Leading AI makers at odds over how to measure "responsible" AI
Published Date: 4/16/2024
Source: axios.com
Data: Stanford University; Table: Axios Visuals

AI makers can't agree on how to test whether their models behave responsibly, per Stanford's latest AI Index, released Monday.

Why it matters: Businesses and individual users have little basis for comparison when choosing an AI provider to suit their needs and values.


Catch-up quick: "AI models behave very differently for different purposes," Nestor Maslej, editor of the 2024 AI Index from Stanford University's Institute for Human-Centered Artificial Intelligence (HAI), told Axios.

  • But users lack simple options for comparing them, and there's no solution in sight.
  • The most commonly used benchmark test for responsibility — TruthfulQA — is used by only three out of the five leading AI developers assessed by the Stanford team: OpenAI's GPT-4, Meta's Llama 2 and Anthropic's Claude 2 all use it, but not Google's Gemini or Mistral's 7B.

Developers' appetite for responsibility testing also varies widely.

  • Meta gets top marks for benchmarking its Llama 2 model against three tests.
  • Mistral's 7B model is not benchmarked against any of the five options tested by the Stanford team.

Today's benchmarks tend to specialize in narrow niches.

  • TruthfulQA assesses whether a model gives honest answers based on its training data.
  • RealToxicityPrompts and Toxic Gen look for propensity for hate speech.

Between the lines: "There's a clear lack of standardization, but we don't know why," HAI's Maslej told Axios.

  • "Some of it could be cherry-picking," where developers test against the benchmarks that show them in the best light, or to make it harder for model users to identify a model's limitation, he suggested.

Zoom in: The lack of effective comparison tools helped inspire a Responsible AI Institute — supported by major companies — which released its own AI benchmarking tools.

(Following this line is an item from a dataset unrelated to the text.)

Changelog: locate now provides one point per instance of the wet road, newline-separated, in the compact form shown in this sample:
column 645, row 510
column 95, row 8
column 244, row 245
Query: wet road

The big picture: AI developers and academics are engaged in intense debate over which AI risks pose the most urgent dangers: immediate problems like discrimination through biased AI model outputs, or future "existential" threats from advanced AI systems.

By the numbers: Other key findings in the Stanford AI index include that U.S. organizations built a greater number of significant AI models (61) than those in the EU (21) or China (15).

  • The U.S. led on private investment in AI, with $67.2 billion invested, but China led on patents, with 61% of all AI patents.
  • In 2023, 108 newly released foundation models came from industry, but only 28 originated from academia.